A team of five financial analysts researches every bond that the fund buys, and makes independent credit decisions about that security, considering its fiscal management, liquidity and ratios, Ms. Shafer said. Most of the fund’s purchases are investment-grade bonds, but it also incorporates some A-rated or even BBB-rated bonds, she said.

“Our research gives us a deep understanding of the risks, and we make sure we get paid for the risk,” she said. “We like to find undervalued bonds when we can take advantage of that.”

Ms. Shafer focuses the fund on garnering tax-free income without taking on undue risk. Its investments include issues such as Harris County, Texas, Industrial Development Corp. — the fund’s largest holding — and the New York State Dormitory Authority.

An Arkansas native and the first in her family to earn a college degree, Ms. Shafer has spent her 22-year career at USAA Investments, the mutual fund branch of USAA, which sells insurance and other financial products to members of the military and their families. Ms. Shafer’s intermediate muni bond fund has about 40,000 shareholders, half of whom are current or former servicemen and women. Most of the other shareholders are members of USAA.

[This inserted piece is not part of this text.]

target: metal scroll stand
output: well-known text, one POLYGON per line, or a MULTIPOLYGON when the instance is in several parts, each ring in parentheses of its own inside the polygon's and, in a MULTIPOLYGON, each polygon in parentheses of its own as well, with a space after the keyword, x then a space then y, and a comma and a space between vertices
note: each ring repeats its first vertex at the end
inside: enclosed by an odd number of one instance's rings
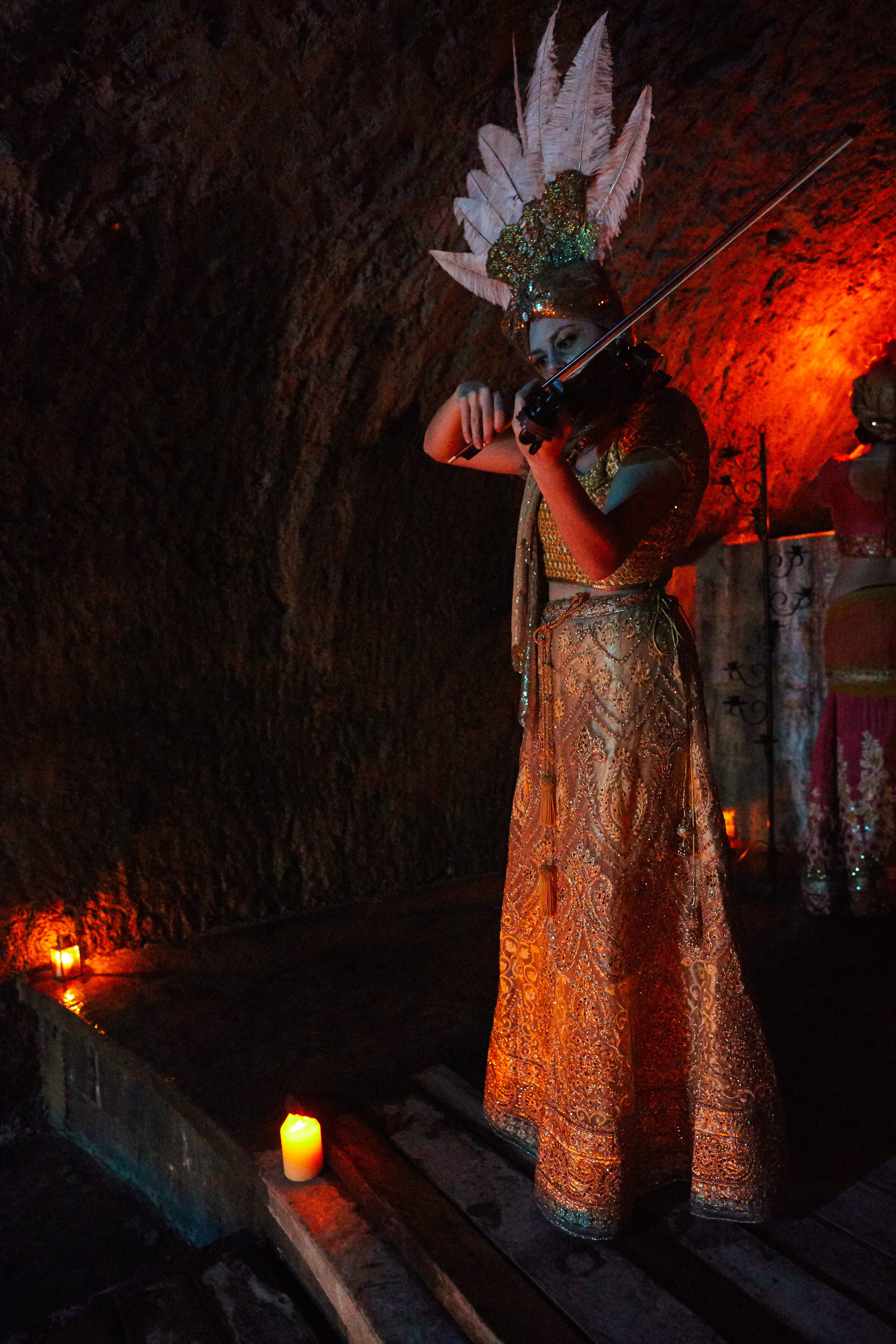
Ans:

Recruited from Texas State University, where she majored in accounting, Ms. Shafer soon moved into fixed income, where she worked for four years as a credit analyst before managing a tax-exempt money market fund. She also earned a master’s degree in finance from the University of Texas-San Antonio.

In addition to USATX, Ms. Shafer manages the USAA Tax-Exempt Short Term Fund (USSTX) and the New York Bond Fund (USNYX), overseeing a total of $5.8 billion in municipal bond assets.